I and others think the comparison is closer to today’s commie China with its fascist corporatism than Hungary was back then, but whatever..
Comment O’ The Day:
“The people who told us that the election of Donald Trump would usher in 1984 are busily ushering in 1984.” Dr. Maturin
The culture curators want to think for you.
Sandor Mecs was a child when his family lived in the town of Szentendre, Hungary. Today, it is a picturesque town 20 miles north of Budapest that is lined with winding cobblestone streets, colorful centuries-old homes, cottages, and churches and is a tourism center with its flourishing museums, charm, and proximity to the capital.
While the picturesque footprint was the same for Mecs and his family and thousands of other Hungarians 60 years ago, life in post-World War II Hungary was anything but ideal if you were a free thinker.
“At that time, we had become a Stalinized state of the Soviet Union, and Matyas Rakosi ruled the country for over seven years as a dictator who demanded no one strayed from the collective approved government thought,” he said.
If you did, you disappeared.
“Everything in government was militarized, and everything in our culture, the arts, the media, where you shopped, was all part of the government,” he explained.
There was no freedom of thought. You believed what the government and, by default, culture and new organizations told you to believe.
The government force was so oppressive that it established a secret police called the AVH, or the Allamvedelmi Hatosag, to make sure everyone thought the same and that no one dissented from whatever the government believed.

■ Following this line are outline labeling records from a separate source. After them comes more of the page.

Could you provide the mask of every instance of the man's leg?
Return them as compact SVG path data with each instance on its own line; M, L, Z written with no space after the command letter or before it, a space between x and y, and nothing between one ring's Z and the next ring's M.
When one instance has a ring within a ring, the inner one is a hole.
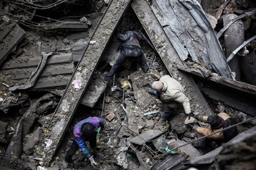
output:
M124 50L123 50L123 51ZM119 56L118 57L117 60L116 60L116 61L115 61L115 62L114 64L114 66L113 66L110 69L110 71L109 71L109 72L105 76L104 79L105 83L109 83L109 81L110 81L110 80L114 76L114 74L115 74L115 72L116 72L116 71L118 70L118 68L119 68L120 66L121 66L122 65L124 62L124 61L125 61L128 59L128 58L126 56L124 55L122 53L123 52L122 51L122 52L120 54L120 55L119 55Z
M78 149L78 146L76 140L73 140L73 143L70 147L69 150L68 151L67 153L66 153L66 156L65 156L65 161L66 162L69 162L71 159L72 156L76 153L77 149Z
M140 58L140 61L141 61L141 67L142 67L143 72L147 73L149 67L147 65L147 61L145 58L144 51L142 49L141 49L141 54L139 56L139 57Z
M161 117L159 120L161 121L165 121L167 118L172 115L172 113L173 112L173 110L174 109L173 108L171 108L169 106L167 106L165 111L165 113L164 113L164 116L163 117Z

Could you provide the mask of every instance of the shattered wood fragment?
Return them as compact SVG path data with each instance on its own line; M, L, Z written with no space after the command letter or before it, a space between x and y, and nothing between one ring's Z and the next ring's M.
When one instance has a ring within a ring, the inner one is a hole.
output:
M6 30L8 29L0 32L0 36L1 36L0 38L6 40L5 41L3 39L0 43L3 47L0 49L0 64L2 64L8 55L12 52L26 35L23 29L17 24L16 24L10 31L6 31Z

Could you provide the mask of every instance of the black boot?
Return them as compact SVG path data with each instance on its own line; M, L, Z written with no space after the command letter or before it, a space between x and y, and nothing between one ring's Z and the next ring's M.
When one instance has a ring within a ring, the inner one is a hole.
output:
M201 148L202 149L202 147L201 147L199 146L199 143L200 142L198 142L198 143L196 143L195 144L194 144L194 147L195 147L196 148Z
M161 121L165 122L167 120L167 117L165 117L165 116L163 116L163 117L160 117L159 119L159 121Z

Mecs explained, “My parents and family members lived in fear of people overhearing a conversation that might deviate from accepted thought.”

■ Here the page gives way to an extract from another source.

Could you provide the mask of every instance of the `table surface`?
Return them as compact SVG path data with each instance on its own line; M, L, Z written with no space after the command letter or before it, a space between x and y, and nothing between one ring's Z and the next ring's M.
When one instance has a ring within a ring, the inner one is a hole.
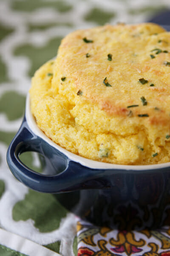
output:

He said his father understood that after the doomed Hungarian Revolution of 1956 failed, it was time to flee the family’s home country.
“You have to understand when you leave, you leave everything behind, whether it is family members, belongings, or the roof over your head,” he said. “A week after the revolution, my dad realized we’ve got to get out of here, and we literally snuck across the border with Austria in the dead of night.”

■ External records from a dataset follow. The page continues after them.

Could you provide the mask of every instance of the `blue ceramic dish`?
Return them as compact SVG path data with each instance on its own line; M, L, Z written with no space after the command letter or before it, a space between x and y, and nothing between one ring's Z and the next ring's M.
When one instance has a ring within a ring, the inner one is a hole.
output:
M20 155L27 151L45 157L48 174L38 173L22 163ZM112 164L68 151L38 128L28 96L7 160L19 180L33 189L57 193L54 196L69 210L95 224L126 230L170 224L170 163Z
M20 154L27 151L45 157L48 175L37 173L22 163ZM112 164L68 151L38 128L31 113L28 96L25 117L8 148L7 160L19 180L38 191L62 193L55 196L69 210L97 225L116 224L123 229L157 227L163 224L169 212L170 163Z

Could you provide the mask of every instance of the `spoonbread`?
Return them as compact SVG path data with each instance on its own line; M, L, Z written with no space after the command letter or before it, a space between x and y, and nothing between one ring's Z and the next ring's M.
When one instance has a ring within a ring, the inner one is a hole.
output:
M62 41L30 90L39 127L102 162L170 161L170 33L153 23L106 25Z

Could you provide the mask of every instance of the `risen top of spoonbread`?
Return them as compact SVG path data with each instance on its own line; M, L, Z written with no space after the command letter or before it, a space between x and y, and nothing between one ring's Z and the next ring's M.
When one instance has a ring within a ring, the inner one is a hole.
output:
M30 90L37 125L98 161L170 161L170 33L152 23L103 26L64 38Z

Back then, there were people who, for money, would get you safely across the border. “They were taking groups of maybe 20 people at a time and getting them past the barbed wire. One of the border guards actually caught the group that we were in when a very familiar face caught his eye,” he said.
It was the guard’s sister, “so he let us go,” he said.
Within a short period, over 200,000 men, women, and children escaped their homeland, much like the Mecs family did. It was an exodus and scattered much of the educated and intellectual class. The only people who could afford to leave managed to spread globally, with many of them going to the United States and the United Kingdom.
Many intellectuals in the U.S. toss around the word “dictatorship” or “dictator” about political parties they don’t like frequently, and with such abandon, it is now deemed normal in some circles to use the terms without irony, primarily when referring to the Republican Party.
In their zeal to dismantle conservatism, they miss the true dictator in our country. They are our cultural curators. The corporations, much of the media, the entertainment industry, major league sports organizations, academia, and Silicon Valley all demand that we fall in line with how they think. They want to approve of how we speak, what books we read, what movies we watch, what words we use, who we support politically, how we educate our children, and what parts of history are acceptable to teach.
Many of these entities have gone from trying to appeal to a wide range of customers based on the products they sell or services they offer into social justice organizations, far removed from their core missions and their consumers.
When one of them deems something unacceptable in its version of the world, many others follow suit, often crumbling to their younger employees’ demands. The latter has been given enough power in this age of corporate social justice to destroy the very place they work if that corporation does not bend to their demands.